Patient group directions (PGDs) have been a legal requirement throughout the UK since August 2000. Guidance is now available in England,4 Wales5 and Scotland.6 PGDs should be in place for the administration of these prescription-only medicines (POM) to groups of patients who may not be individually identified before presenting at the surgery.

Nurses administering these vaccines must only do so if there is an appropriate PGD in place. To do otherwise could result in a criminal prosecution under the Medicines Act.4-6

To work in accordance with a PGD, the nurse administering the POM must be named in the document and sign it, as must the senior doctor giving his/her authorisation for the nurse to work within the PGD. This doctor must be satisfied that the named nurse is competent to administer the immunisation in line with the UKCC Professional Code of Conduct7 and UKCC Standards for the Administration of Medicines.8

It is essential to have access to the Summary of Product Characteristics (SPC) for the vaccine, available from the drug manufacturers or at http://emc.vhn.net/.

Drawing up a PGD

A PGD should include the following:

  • The name of the business to which the direction applies
  • The date the direction comes into force and the date it expires
  • A description of the medicine(s) to which the direction applies
  • Class of health professional who may supply or administer the vaccine
  • Signature of a senior doctor or dentist and a pharmacist
  • Signature of an appropriate health organisation
  • The clinical condition or situation to which the direction applies
  • A description of those patients excluded from treatment under the direction
  • A description of the circumstances in which further advice should be sought from a doctor (or dentist, as appropriate) and arrangements for referral
  • Details of the appropriate dosage and maximum total dosage, quantity, pharmaceutical form and strength, route and frequency of administration and minimum or maximum period over which the medicine should be administered
  • Relevant warnings including potential side-effects
  • Detail of necessary follow-up action and the circumstances
  • A statement of the records to be kept for audit purposes

A PGD is provided for DTaP (see Fig. 1, below).

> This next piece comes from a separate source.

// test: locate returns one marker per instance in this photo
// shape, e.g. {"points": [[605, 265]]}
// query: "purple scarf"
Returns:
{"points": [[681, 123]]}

Although the SPC for this vaccine indicates that it can be used for primary immunisation, current DoH guidance recommends that DTaP is used only for the pre-school booster and that DTwP is administered for the primary immunisation course.

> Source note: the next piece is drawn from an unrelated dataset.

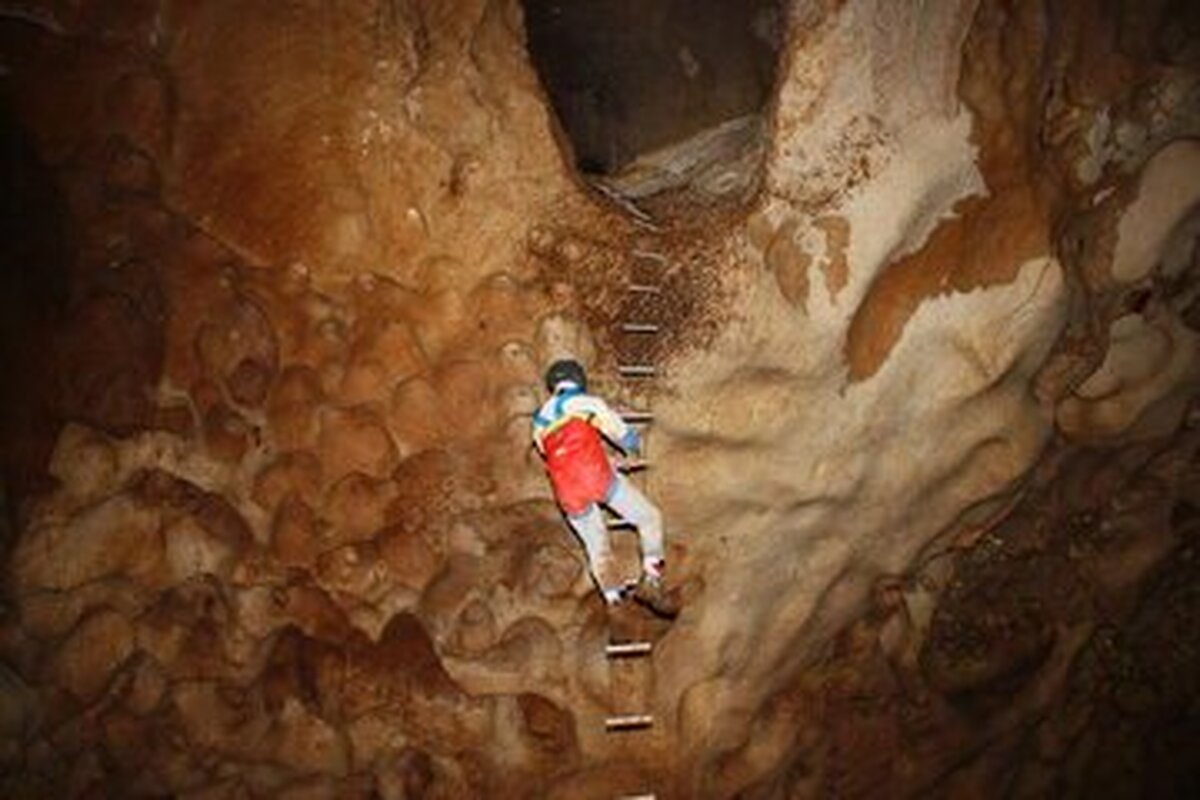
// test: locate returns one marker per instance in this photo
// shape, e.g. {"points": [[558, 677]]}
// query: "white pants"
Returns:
{"points": [[633, 506]]}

Figure 1: Sample PGD for the diphtheria, tetanus and acellular pertussis vaccine, Infanrix
DTaP PGD page 1
DTaP PGD page 2
DTaP PGD page 3


It is important to explain to parents the reasons for the new immunisation schedule. A new patient information leaflet, A guide to pre-school immunisation9 is available from the local health promotion unit or from HPE Customer Services on 01235 465565/6.

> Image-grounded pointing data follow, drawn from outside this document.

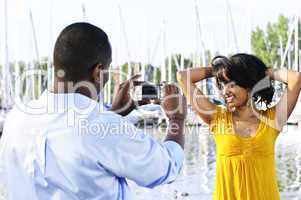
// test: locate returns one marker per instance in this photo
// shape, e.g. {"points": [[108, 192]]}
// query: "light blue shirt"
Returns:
{"points": [[62, 147]]}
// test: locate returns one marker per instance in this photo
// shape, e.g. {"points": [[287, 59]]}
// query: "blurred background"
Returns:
{"points": [[157, 38]]}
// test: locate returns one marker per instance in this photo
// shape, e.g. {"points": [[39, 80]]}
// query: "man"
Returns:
{"points": [[63, 147]]}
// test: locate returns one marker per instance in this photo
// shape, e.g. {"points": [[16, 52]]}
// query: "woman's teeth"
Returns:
{"points": [[229, 98]]}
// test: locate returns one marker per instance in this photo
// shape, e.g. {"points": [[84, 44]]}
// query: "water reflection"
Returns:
{"points": [[196, 181]]}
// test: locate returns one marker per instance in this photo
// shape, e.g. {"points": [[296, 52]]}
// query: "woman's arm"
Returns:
{"points": [[289, 99], [200, 103]]}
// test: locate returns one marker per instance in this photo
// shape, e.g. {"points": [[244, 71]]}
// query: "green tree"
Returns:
{"points": [[266, 44]]}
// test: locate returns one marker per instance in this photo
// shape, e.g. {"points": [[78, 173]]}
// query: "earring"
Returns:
{"points": [[249, 102]]}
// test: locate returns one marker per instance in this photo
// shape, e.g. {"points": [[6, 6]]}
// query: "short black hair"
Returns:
{"points": [[78, 49], [245, 70]]}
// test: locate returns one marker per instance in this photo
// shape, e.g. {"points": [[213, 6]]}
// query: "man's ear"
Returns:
{"points": [[96, 73]]}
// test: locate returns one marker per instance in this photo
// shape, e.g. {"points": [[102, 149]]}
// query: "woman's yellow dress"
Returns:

An information pack for health professionals can be obtained by registering at www.immunisation.org.uk.


  1. Department of Health. Current Vaccine and Immunisation Issues 2001. CMO Letter PL/CMO/2001/5. http://www.doh.gov.uk/cmo/cmo0105.htm
  2. Department of Health. Immunisation against Infectious Disease. London: HMSO, 1996.
  3. Department of Health and Health Promotion. Diphtheria, Tetanus and Acellular Pertussis Pre-school Booster Factsheet. England: 2001. http://www.immunisation.org.uk/dtap.html
  4. NHS Executive (2000) Patient Group Directions (England Only). HSC 2000/026. Leeds:NHSE, 2000.
  5. The National Welsh Assembly. Review of Prescribing, Supply and Administration of Medicines – Sale, Supply and Administration of Medicines by Health Professionals Under Patient Group Directions (PGD). COCNO CDOCSOCPhA-SALEMED3. 22 December 2000.
  6. Scottish Executive Health Department. NHS HDL (2001)7. Patient Group Directions. January 2001. http://www.show.scot.nhs.uk/sehd/mels/hdl2001_07.htm
  7. UKCC. Code of Professional Conduct for the Nurse, Midwife and Health Visitor: 3rd edn. London: UKCC, 1992.
  8. UKCC. Standards for the Administration of Medicines. London: UKCC, 2000.
  9. Health Promotion England. A Guide to Pre-school Immunisation for 3 to 5 year olds. London: 2001.